Nabonidus surrendered, receiving a small territory in eastern Iran.
Tradition has confused him with his great predecessor Nebuchadrezzar II.
The Bible refers to him as Nebuchadrezzar in the Book of Daniel. Babylonia's peaceful submission to
Cyrus saved it from the fate of Assyria. It became a territory under the
Persian crown but kept its cultural autonomy. Even the racially mixed
western part of the Babylonian empire submitted without resistance. By 620 the Babylonians had grown
tired of Assyrian rule. They were also weary of internal struggle. They
were easily persuaded to submit to the order of the Chaldean kings. The
result was a surprisingly rapid social and economic consolidation,
helped along by the fact that after the fall of Assyria no external
enemy threatened Babylonia for more than 60 years.

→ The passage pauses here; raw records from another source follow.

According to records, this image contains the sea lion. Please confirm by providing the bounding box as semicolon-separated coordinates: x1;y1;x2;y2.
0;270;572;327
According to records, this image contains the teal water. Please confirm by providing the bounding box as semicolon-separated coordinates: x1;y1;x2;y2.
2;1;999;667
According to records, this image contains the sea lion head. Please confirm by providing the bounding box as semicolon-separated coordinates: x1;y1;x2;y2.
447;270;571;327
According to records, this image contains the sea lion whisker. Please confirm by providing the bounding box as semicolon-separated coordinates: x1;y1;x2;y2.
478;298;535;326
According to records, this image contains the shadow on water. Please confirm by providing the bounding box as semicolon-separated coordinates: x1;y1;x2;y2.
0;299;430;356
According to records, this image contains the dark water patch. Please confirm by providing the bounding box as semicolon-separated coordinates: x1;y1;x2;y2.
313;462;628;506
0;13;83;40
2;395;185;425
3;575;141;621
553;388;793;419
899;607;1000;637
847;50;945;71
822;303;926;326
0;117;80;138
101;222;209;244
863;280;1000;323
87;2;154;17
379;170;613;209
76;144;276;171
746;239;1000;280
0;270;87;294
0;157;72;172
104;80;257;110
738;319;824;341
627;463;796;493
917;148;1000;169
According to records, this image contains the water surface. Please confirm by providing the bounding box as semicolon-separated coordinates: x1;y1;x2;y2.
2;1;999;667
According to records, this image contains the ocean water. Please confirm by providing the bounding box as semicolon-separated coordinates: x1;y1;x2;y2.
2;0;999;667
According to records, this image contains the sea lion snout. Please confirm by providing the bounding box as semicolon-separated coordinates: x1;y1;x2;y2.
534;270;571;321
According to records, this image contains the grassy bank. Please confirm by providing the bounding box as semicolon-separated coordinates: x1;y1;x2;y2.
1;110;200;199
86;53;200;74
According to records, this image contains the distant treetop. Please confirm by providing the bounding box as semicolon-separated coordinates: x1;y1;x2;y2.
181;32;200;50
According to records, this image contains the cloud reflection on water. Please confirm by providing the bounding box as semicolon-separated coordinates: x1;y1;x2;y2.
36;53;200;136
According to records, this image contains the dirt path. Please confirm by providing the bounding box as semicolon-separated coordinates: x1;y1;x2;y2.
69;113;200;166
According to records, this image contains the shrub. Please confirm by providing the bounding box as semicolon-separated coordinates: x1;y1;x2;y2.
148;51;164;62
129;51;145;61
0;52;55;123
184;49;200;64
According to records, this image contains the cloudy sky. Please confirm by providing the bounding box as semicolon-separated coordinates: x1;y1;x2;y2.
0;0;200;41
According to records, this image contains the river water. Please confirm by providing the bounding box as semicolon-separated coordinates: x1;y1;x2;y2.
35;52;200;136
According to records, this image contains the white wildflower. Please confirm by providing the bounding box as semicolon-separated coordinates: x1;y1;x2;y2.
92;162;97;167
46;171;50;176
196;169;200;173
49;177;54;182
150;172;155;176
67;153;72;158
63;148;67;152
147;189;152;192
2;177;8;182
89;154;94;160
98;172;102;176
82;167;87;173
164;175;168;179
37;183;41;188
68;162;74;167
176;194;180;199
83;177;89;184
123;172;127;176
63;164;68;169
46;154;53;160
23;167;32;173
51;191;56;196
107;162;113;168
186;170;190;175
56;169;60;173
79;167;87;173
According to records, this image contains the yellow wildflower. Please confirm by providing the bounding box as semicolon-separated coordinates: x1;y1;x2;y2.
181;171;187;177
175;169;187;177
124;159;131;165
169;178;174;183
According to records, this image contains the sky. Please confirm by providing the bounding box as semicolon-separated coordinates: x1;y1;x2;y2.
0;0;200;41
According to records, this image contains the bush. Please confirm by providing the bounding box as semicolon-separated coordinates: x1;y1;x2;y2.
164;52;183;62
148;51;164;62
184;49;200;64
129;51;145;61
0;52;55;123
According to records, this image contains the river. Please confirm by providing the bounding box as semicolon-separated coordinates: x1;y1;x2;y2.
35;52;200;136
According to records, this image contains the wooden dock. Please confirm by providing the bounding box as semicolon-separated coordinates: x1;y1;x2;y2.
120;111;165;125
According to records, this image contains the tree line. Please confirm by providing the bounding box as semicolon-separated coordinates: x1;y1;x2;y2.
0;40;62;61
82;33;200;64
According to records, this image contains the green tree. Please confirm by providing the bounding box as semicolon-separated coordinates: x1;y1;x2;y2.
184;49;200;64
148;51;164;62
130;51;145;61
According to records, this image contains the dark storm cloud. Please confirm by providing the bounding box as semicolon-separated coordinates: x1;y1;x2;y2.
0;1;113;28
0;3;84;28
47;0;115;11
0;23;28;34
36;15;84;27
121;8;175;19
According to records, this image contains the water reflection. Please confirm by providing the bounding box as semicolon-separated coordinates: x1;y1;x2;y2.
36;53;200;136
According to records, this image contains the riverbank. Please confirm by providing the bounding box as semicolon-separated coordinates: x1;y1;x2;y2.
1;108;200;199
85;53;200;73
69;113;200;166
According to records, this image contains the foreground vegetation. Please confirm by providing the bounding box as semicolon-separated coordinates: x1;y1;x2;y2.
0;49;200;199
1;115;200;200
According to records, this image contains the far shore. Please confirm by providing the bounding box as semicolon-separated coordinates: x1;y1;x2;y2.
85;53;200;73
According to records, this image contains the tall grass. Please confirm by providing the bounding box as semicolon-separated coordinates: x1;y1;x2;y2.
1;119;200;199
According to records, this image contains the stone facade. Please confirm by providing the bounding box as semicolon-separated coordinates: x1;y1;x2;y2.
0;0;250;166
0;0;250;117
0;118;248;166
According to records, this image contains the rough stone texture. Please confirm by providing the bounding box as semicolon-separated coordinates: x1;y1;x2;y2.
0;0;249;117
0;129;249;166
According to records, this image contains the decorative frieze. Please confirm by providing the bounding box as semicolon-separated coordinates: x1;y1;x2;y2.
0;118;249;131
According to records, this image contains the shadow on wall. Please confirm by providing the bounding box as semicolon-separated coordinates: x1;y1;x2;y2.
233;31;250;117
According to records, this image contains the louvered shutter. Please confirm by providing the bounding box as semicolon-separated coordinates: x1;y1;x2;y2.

In the cities the
temples were an important part of the economy, having vast benefices at
their disposal. The business class regained its strength, not only in
the trades and commerce but also in the management of agriculture in the
metropolitan areas. Livestock breeding--sheep, goats, beef cattle, and
horses--flourished, as did poultry farming. The cultivation of corn,
dates, and vegetables grew in importance. Much was done to improve
communications, both by water and land, with the western provinces of
the empire. The collapse of the Assyrian empire had the consequence that
many trade arteries were rerouted through Babylonia. Another result of
the collapse was that the city of Babylon became a world center. The immense amount of documentary material and correspondence that has survived has not yet been fully analyzed. No new system of law or administration seems to have developed during that time. The Babylonian dialect gradually became Aramaicized; it was still written primarily on clay tablets that often bore added material in Aramaic lettering. Parchment and papyrus documents have not survived. In contrast to advances in other fields, there is no evidence of much artistic creativity. Aside from some of the inscriptions of the kings, especially Nabonidus, which were not comparable from a literary standpoint with those of the Assyrians, the main efforts were devoted to the rewriting of old texts. In the fine arts, only a few monuments have any suggestion of new tendencies.